In my PhD thesis (Section 4.4) I used a dataset with two similar textures where I changed the ISO setting on my camera to introduce different levels of noise. The figure below shows examples of each class and ISO level.
|Number of texture classes||2|
|Number of noise levels||8|
|Number of texture samples per class and noise level||486|
|Size of texture sample (w x h [pixels])||192 x 192|
|Total number of texture samples||7 776|
|File format||8 bit PNG|
|Size on disk||~193 MB|
How to reference
If you use this dataset in your research or other work, please give a reference to my PhD thesis: http://urn.kb.se/resolve?urn=urn:nbn:se:uu:diva-217328
Kylberg, G. Automatic Virus Identification using TEM : Image Segmentation and Texture Analysis PhD dissertation, Uppsala University, Uppsala 2014. Available from: http://urn.kb.se/resolve?urn=urn:nbn:se:uu:diva-217328
From my thesis
Section 4.4 touches upon the topic of invariant texture features, overfitting and generalization performance in texture recognition.

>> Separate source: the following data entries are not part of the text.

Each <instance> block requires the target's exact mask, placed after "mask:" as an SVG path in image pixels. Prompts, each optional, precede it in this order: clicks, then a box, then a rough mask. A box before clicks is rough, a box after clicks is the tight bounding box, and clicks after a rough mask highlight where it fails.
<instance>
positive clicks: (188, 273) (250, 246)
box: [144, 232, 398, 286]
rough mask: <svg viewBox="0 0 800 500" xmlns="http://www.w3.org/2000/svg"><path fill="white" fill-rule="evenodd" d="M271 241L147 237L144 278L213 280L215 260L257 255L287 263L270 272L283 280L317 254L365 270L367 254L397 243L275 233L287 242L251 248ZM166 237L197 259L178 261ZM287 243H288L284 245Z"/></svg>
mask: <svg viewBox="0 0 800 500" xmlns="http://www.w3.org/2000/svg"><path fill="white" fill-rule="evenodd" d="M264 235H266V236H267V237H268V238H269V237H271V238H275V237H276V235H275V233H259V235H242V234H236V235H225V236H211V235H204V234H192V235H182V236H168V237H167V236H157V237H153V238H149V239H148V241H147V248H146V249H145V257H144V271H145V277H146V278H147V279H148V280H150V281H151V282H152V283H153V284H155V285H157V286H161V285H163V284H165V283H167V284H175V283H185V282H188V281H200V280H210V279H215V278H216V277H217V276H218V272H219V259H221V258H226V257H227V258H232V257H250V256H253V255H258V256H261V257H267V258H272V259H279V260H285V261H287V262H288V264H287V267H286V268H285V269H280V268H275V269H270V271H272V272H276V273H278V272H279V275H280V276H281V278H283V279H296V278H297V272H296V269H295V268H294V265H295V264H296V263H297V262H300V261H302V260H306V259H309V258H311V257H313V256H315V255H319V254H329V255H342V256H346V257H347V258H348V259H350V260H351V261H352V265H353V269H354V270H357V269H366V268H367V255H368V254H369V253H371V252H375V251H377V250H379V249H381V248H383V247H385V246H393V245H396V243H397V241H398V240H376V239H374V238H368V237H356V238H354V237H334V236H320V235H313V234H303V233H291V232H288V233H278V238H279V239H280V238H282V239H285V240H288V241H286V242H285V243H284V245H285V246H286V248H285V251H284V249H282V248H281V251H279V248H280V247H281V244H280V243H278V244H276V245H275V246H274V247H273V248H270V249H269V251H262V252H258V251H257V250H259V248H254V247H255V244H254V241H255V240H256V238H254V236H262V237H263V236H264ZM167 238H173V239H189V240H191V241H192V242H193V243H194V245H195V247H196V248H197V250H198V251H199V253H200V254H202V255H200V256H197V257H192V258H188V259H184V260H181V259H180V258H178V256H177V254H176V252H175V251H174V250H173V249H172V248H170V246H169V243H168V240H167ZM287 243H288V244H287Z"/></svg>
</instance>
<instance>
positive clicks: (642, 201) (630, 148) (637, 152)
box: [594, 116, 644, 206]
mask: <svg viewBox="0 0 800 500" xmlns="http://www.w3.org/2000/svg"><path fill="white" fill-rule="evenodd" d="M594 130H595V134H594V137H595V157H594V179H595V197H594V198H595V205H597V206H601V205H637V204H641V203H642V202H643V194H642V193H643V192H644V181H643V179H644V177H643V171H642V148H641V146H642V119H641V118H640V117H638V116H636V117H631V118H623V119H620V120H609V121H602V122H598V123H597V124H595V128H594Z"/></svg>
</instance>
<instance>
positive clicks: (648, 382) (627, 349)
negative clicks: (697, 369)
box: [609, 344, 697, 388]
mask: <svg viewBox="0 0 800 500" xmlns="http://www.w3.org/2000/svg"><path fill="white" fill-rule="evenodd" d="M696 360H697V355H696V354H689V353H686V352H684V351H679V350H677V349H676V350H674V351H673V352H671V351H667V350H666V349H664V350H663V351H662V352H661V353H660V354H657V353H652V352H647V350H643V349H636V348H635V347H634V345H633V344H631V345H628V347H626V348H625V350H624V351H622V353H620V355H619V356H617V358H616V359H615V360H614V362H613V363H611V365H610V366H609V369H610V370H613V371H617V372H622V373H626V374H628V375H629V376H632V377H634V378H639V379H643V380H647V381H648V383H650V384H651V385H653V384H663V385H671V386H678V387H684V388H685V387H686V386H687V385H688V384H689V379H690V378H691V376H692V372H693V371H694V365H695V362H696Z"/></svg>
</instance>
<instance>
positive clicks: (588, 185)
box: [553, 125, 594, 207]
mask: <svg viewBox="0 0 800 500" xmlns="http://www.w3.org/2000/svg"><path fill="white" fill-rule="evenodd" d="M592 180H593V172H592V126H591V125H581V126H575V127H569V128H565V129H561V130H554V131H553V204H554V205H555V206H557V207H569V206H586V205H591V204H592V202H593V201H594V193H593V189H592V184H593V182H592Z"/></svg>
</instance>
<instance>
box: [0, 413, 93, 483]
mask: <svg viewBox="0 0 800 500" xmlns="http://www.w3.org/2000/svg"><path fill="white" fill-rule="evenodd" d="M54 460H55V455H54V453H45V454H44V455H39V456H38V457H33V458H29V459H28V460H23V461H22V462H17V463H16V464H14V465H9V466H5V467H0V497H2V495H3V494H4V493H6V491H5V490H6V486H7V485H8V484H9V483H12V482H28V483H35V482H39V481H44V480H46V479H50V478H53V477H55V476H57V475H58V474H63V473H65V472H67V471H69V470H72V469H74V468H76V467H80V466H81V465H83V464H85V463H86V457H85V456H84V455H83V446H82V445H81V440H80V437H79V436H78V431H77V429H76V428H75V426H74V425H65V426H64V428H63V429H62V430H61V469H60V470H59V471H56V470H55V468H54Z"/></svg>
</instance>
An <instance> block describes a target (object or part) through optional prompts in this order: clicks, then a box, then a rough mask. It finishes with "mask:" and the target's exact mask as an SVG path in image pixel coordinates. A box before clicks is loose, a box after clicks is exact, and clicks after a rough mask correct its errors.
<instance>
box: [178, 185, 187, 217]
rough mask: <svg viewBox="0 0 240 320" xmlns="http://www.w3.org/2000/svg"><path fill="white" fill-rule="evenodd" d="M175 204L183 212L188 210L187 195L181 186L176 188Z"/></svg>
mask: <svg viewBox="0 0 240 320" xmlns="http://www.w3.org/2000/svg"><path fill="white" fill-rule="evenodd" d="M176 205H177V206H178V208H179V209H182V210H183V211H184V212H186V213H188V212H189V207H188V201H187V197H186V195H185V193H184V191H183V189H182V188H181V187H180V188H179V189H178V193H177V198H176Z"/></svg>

Using this dataset I show that the applied texture descriptors can differentiate not only between the two texture classes but also between the noise levels. Subsampling the textures to 1/4 of the original scale the descriptors start to only see the two texture classes.

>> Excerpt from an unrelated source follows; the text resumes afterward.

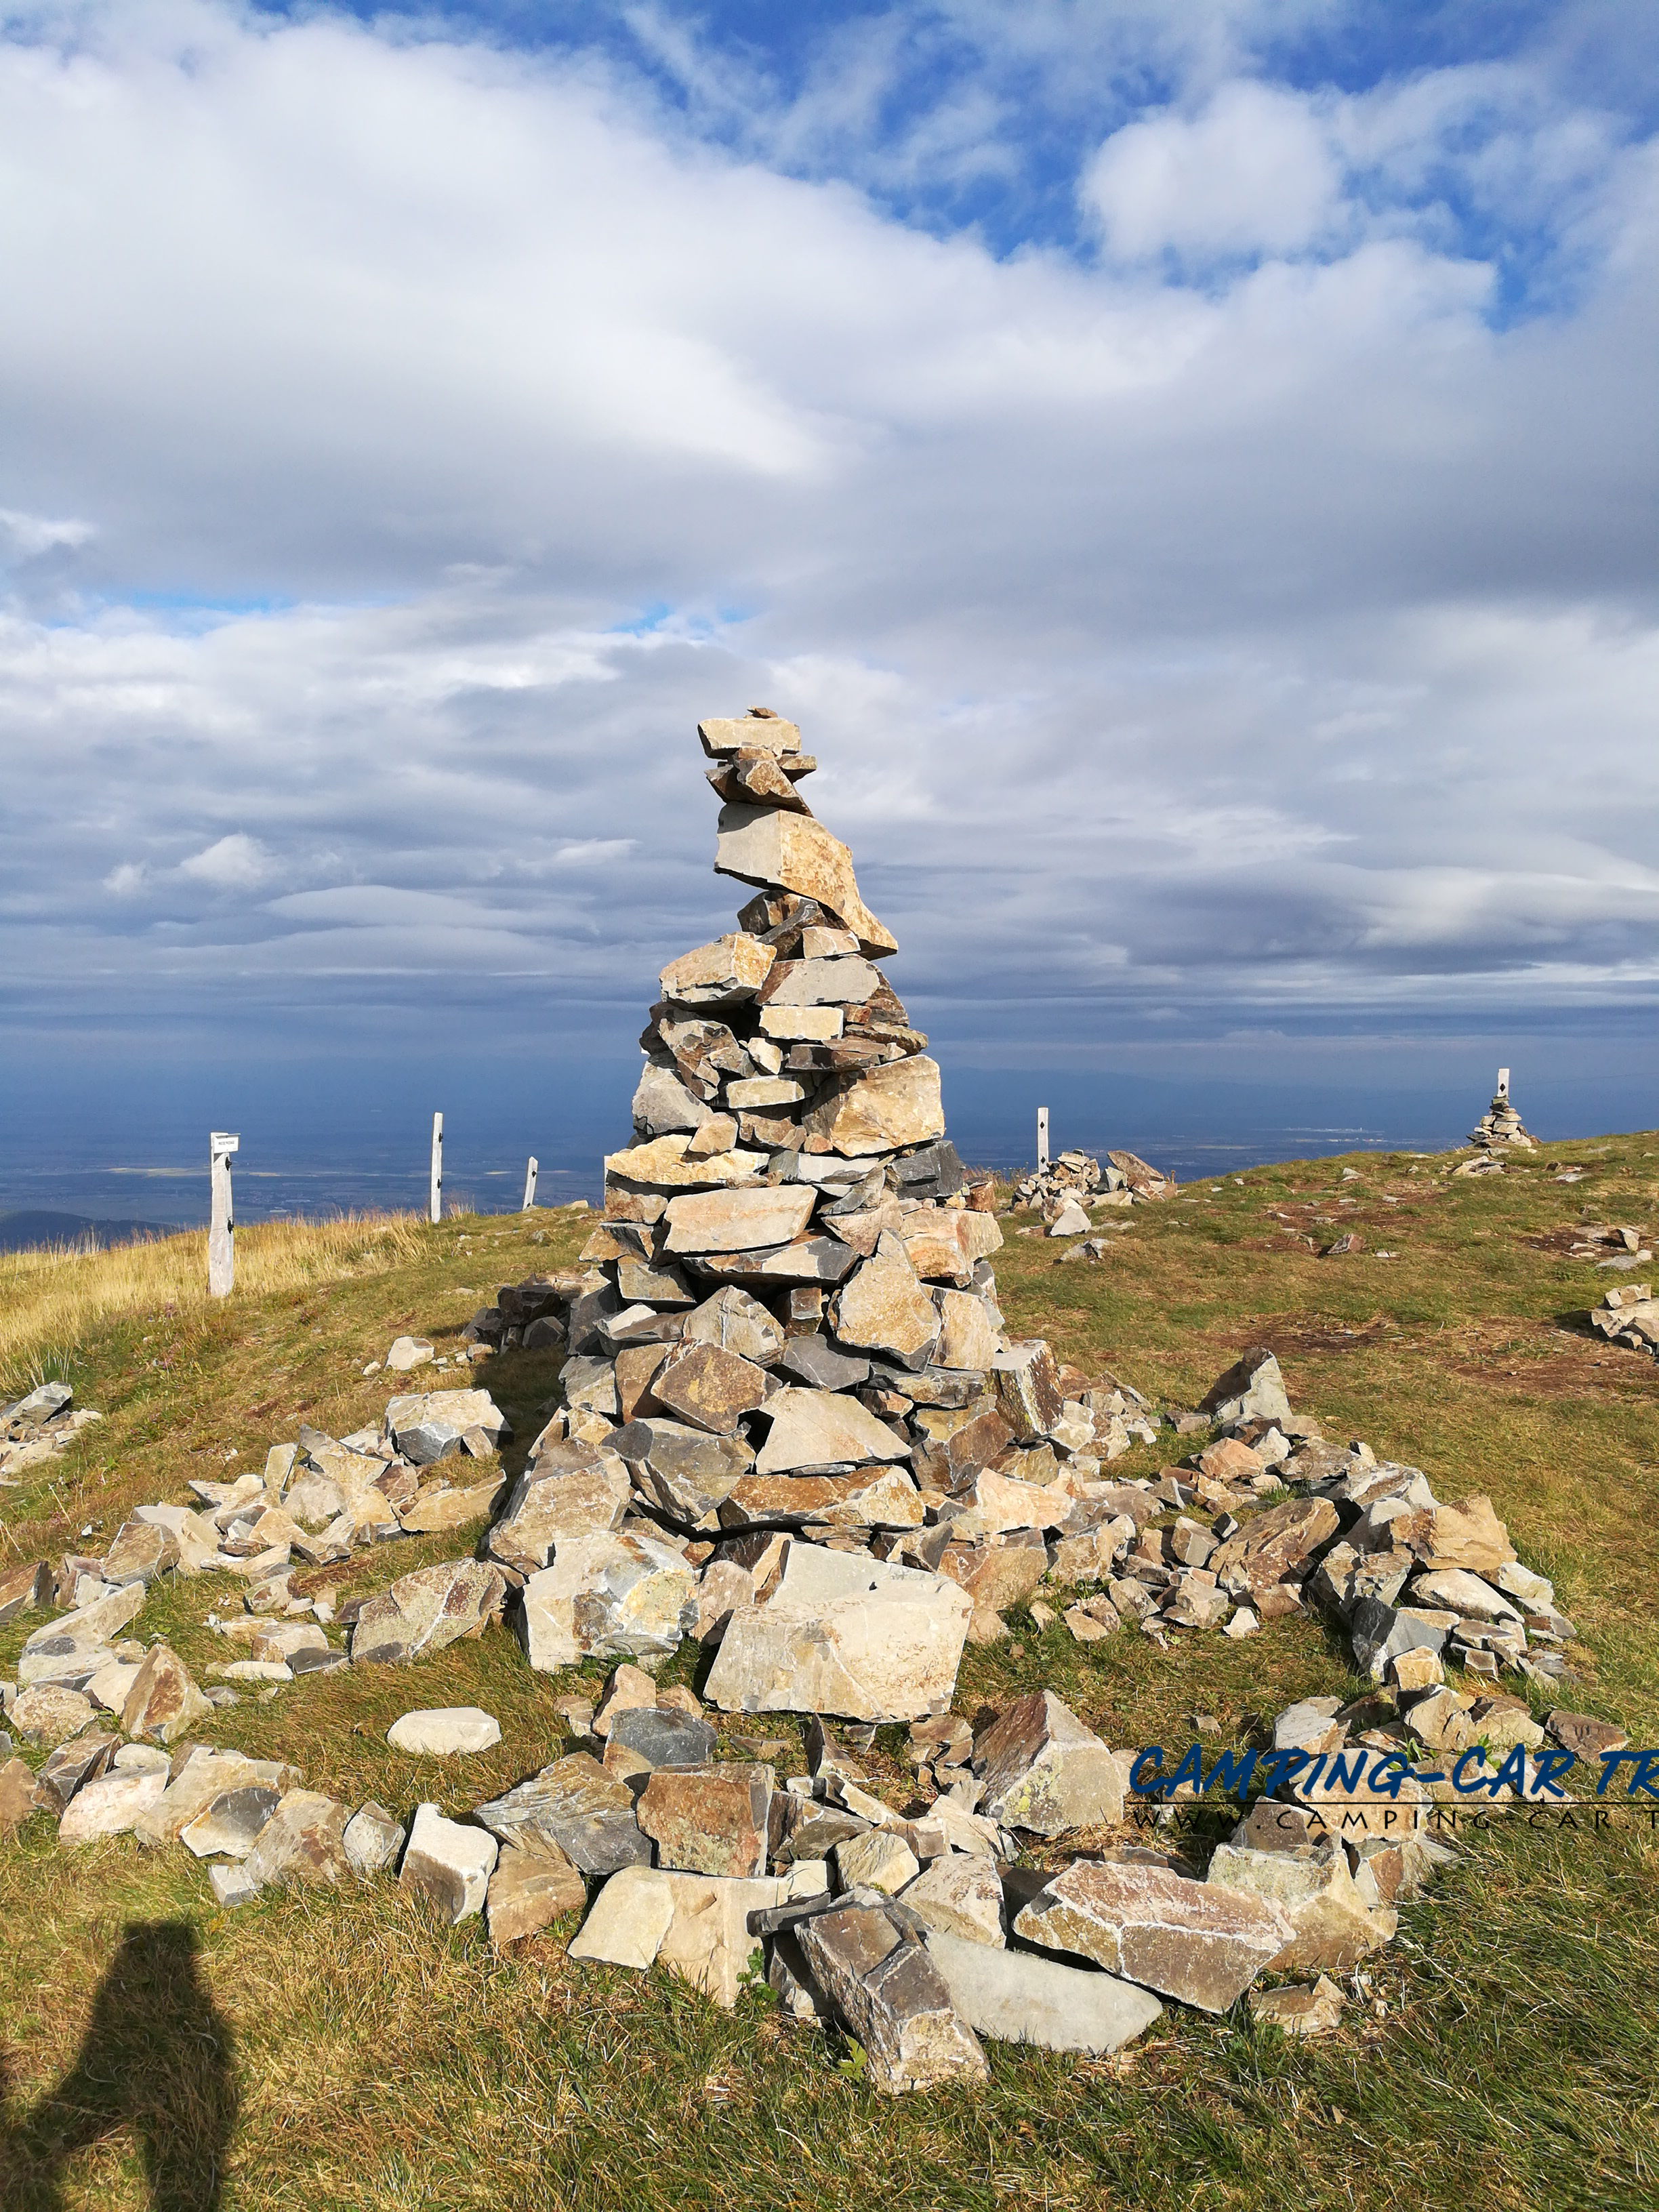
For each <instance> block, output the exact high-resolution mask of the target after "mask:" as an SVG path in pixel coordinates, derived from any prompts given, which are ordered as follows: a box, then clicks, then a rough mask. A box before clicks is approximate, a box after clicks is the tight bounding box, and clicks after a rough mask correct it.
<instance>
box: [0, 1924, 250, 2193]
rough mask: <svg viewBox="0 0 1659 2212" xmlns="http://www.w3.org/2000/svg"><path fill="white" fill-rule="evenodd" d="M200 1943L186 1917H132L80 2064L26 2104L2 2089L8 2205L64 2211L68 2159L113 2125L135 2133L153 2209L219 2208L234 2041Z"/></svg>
mask: <svg viewBox="0 0 1659 2212" xmlns="http://www.w3.org/2000/svg"><path fill="white" fill-rule="evenodd" d="M197 1949H199V1944H197V1933H195V1929H192V1927H190V1924H188V1922H181V1920H155V1922H135V1924H133V1927H128V1929H126V1933H124V1938H122V1947H119V1951H117V1953H115V1958H113V1960H111V1966H108V1973H106V1975H104V1980H102V1982H100V1986H97V1995H95V2000H93V2015H91V2020H88V2024H86V2035H84V2037H82V2046H80V2053H77V2057H75V2064H73V2068H71V2070H69V2073H66V2075H64V2079H62V2081H60V2084H58V2088H53V2090H49V2093H46V2095H44V2097H42V2099H40V2101H38V2104H35V2106H33V2110H29V2112H22V2115H15V2112H13V2108H11V2099H9V2097H4V2128H2V2130H0V2203H2V2205H4V2208H7V2212H58V2208H60V2205H64V2203H66V2166H69V2161H71V2159H75V2157H77V2152H82V2150H86V2148H88V2146H93V2143H102V2141H104V2139H106V2137H111V2135H117V2132H128V2135H131V2137H135V2141H137V2150H139V2157H142V2161H144V2177H146V2181H148V2185H150V2212H217V2205H219V2190H221V2183H223V2170H226V2154H228V2148H230V2135H232V2128H234V2121H237V2077H234V2064H232V2051H234V2046H232V2035H230V2026H228V2024H226V2020H221V2015H219V2013H217V2011H215V2004H212V1997H210V1993H208V1986H206V1982H204V1980H201V1971H199V1962H197ZM2 2093H4V2079H0V2095H2Z"/></svg>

By considering different decision boundaries in the feature space projections in Fig. 4.9 below we can easily find situations where a classifier would generalize badly to new noise levels. For example, consider using a horizontal line as a decision boundary only looking at the ISO 100 data in the top-left plot. That boundary would very badly handle the noisier data,
Another interesting situation that can occure is that a classifier could pick up difference in noise levels between classes rather than differences between the textures. Without careful model validation and/or understanding of the generated feature space it is very difficult to know what characteristic properties the discrimination is actually based on.